As for the jankhri in Nepal, I will be learning from him next to doing volunteering so it's not exactly "tourism" as my primary objective is to help those less fortunate in the village but I realise that adopting and performing his rituals in my native land would be meaningless.

Offline Jallan

  • Posts: 7
Re: Michael Harner
« Reply #13 on: January 06, 2011, 04:36:47 pm »
Quote
I am going to take a leap here and assume you don't know the languages, otherwise I don't think you'd be asking this question. If you like, I can refer you to some good language-study programs.  It's more work than imitating Harner et al's outsider fantasies of NDNs, or dabbling in other newage workshop experiences, but I think you'll find it more rewarding.  :)
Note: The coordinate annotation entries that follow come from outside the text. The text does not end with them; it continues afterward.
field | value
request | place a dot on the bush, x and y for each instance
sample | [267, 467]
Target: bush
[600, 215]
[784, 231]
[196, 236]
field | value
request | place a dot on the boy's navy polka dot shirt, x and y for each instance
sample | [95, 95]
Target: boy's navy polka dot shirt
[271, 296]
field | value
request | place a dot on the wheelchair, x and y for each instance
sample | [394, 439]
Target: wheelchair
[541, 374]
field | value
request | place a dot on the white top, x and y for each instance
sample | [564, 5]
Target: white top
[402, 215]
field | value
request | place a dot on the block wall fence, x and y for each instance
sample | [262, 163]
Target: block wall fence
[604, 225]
I am studying Irish language actually. I speak Dutch and English and some German. I have read the Eddas (prose and poetic) and Irish mythology, but due to the fact that there are often some christian elements present in these texts, I tend towards looking at traditions that seem "uncorrupted" first. I was simply hoping to find some kind of "basics" here from which I could rediscover the traditions of my own ancestors, but perhaps I am looking in the wrong places.
« Last Edit: May 25, 2019, 06:53:19 pm by Defend the Sacred »

Offline debbieredbear

  • Global Moderator
  • *****
  • Posts: 1485
  • I love YaBB 1G - SP1!
Re: Michael Harner
« Reply #14 on: January 06, 2011, 05:49:01 pm »
One thing I have learned is that much of the traditions are retained in the culture, even when Christianized. If you take for example the Carmina Gadelica, and change the Christian words to older Gods/Goddesses, you get a feeling for it. In fact, one Christian friend said the Carmina was TOO pagan. LOL!